I've been thinking a lot about my sons birth lately and I just wanted some advice on whether it could have been managed any better.
At the time, I never questioned anything as DS is my first baby. All of the midwives were lovely and caring and I put all of my trust in them.
Anyway, I started having pains in my stomach and back, which I can only presume were early contractions at around 1am on Thursday morning. At the time, I just thought they were cramps and tried to move about to ease the pain (meanwhile my partner was snoring in bed next to me, sound asleep
). I couldn't settle or get comfortable at all, and at around 7am my partner reluctantly left for work. I told him that it was just a few cramps and I'd be fine.
At around, 7.30 ish, I thought I'd try and have a bath to help with the back pain which was now becoming unbearable. This ended in disaster, I just ended up crouched, sobbing in the bath. After this, I ate a chocolate bar which I thought might help. Then, I had to rush to the toilet, as I had a sudden urge to just go.

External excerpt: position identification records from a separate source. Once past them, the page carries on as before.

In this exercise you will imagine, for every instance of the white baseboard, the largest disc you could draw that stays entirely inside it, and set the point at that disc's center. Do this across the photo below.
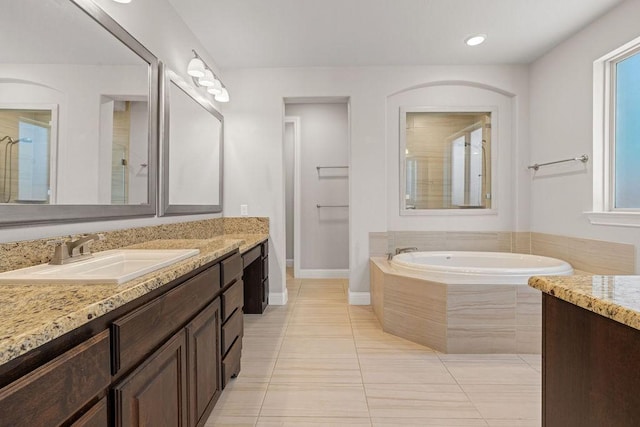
(359, 298)
(322, 274)
(279, 298)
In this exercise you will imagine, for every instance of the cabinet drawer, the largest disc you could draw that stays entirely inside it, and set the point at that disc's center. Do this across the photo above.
(231, 269)
(139, 332)
(265, 267)
(251, 256)
(231, 363)
(231, 330)
(232, 298)
(57, 390)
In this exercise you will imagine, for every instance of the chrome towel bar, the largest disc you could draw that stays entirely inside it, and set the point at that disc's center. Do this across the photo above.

At 9am, my partner arrived home after I rang him and told him I was having really bad pains. Just as he was coming through the door, I was being sick all over the kitchen. I told him that I felt like I just needed to push. We started timing the contractions and they were around a minute or two long, coming every couple of minutes.
At this point my mucus plug had also come away.

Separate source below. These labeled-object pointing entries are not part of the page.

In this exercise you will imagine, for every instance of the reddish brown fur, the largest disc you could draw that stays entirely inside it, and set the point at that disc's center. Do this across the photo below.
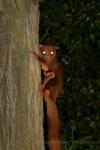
(51, 87)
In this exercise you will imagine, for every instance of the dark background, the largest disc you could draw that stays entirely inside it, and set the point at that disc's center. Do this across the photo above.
(74, 26)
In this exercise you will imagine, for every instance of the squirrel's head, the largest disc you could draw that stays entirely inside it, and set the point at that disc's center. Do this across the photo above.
(48, 50)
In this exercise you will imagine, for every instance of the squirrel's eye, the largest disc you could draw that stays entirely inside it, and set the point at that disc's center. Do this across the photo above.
(52, 52)
(44, 52)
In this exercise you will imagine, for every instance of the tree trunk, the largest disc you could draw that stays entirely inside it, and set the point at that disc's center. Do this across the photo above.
(21, 111)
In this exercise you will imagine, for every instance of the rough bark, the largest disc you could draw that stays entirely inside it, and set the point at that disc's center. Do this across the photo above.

We rang the hospital & they said to not come yet as the ward was full and to ring back later. At about 11.30 I rang again and said with every contraction I was pushing, as that's what it felt like I needed to do. The hospital told me to go up, and when we arrived, we were taken to the pool room as it was the only one available. The staff then said someone would be with us soon and that we should make ourselves comfortable.
I got changed, tried moving about and eventually at around 1.15 someone came in to us, after an hour of waiting. The midwife examined me and said that I was just over 7cm dilated. She asked if I'd like to get into the pool, which I did and I felt a little more comfortable. About an 2 hours later the midwife said she could just see the babies head and if I wanted to push then that's fine. I explained I'd been pushing with every contraction anyway.

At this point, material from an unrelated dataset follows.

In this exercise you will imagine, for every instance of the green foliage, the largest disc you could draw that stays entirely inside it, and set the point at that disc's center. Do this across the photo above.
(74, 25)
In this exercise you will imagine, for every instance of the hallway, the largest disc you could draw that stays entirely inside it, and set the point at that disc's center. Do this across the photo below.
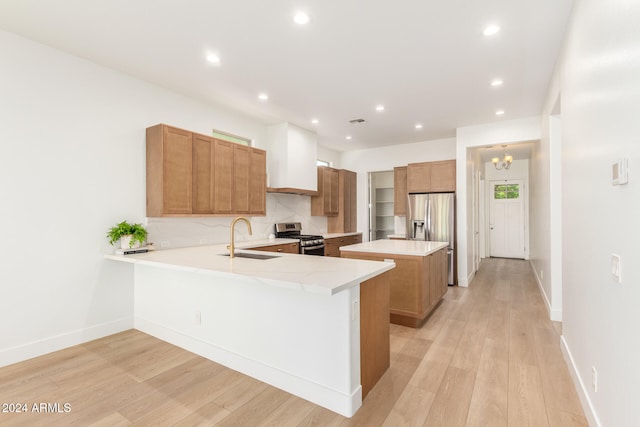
(488, 356)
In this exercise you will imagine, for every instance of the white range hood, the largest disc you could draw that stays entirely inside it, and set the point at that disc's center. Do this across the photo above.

The midwife asked if I'd been for a wee since I'd got there, I said I hadn't been for one since the night before and she asked me to try go for one. I couldn't, so she decided to catheterise me. After his, I got back into the pool and around 4.15pm my waters broke. They were a dark brown colour and the midwife said that there was significant meconium staining.
I was told to get out of the pool and onto the bed, at 4.25pm my son was born. He made no noise, was limp, covered in meconium and taken straight away from me. No one told me what was happening or did anything to re-assure me do I presumed the worst.
More and more people came into the room and gathered round my baby. Eventually after about 10 minutes, I heard a little cry and sobbed with relief. At nearly 5 o clock, I finally got to hold him. I was told I needed stitches, which took around 2hours, and just after 6pm my son was weighed. No one told us what his weight was. In fact we didn't find out until 1pm the next day as we kept asking members of staff that we hadn't been told and they said they would find out and never came back.
When I got home, I was looking through my notes and discovered my son had to be given oxygen straight after birth (no one had told us this) and was in distress as a result of the meconium staining. I was also confused that no one had checked my babies heartbeat all throughout labour, which might have indicated that he might have been distressed. Also, I would have thought my waters would have been broken for me (they broke a few minutes before I gave birth).
Another thing that has since annoyed me is that I had 5 people in the room whilst I was being stitched up. One midwife, a sister who was helping her and 3 students who came into watch. This made me feel a little vulnerable, and I was never asked if I was okay with this. One more thing to add is that whilst I was in the pool, my bowels moved several times and faeces were floating about in the water (sorry TMI, I know), whilst I was in there and took over an hour for someone to remove them.
As I've said before, the midwife I had was really nice, but I can't help but sometimes think that things could have been handled a little better. I never once complained about anything and just did as they told me to do. Am I just looking back and overthinking things?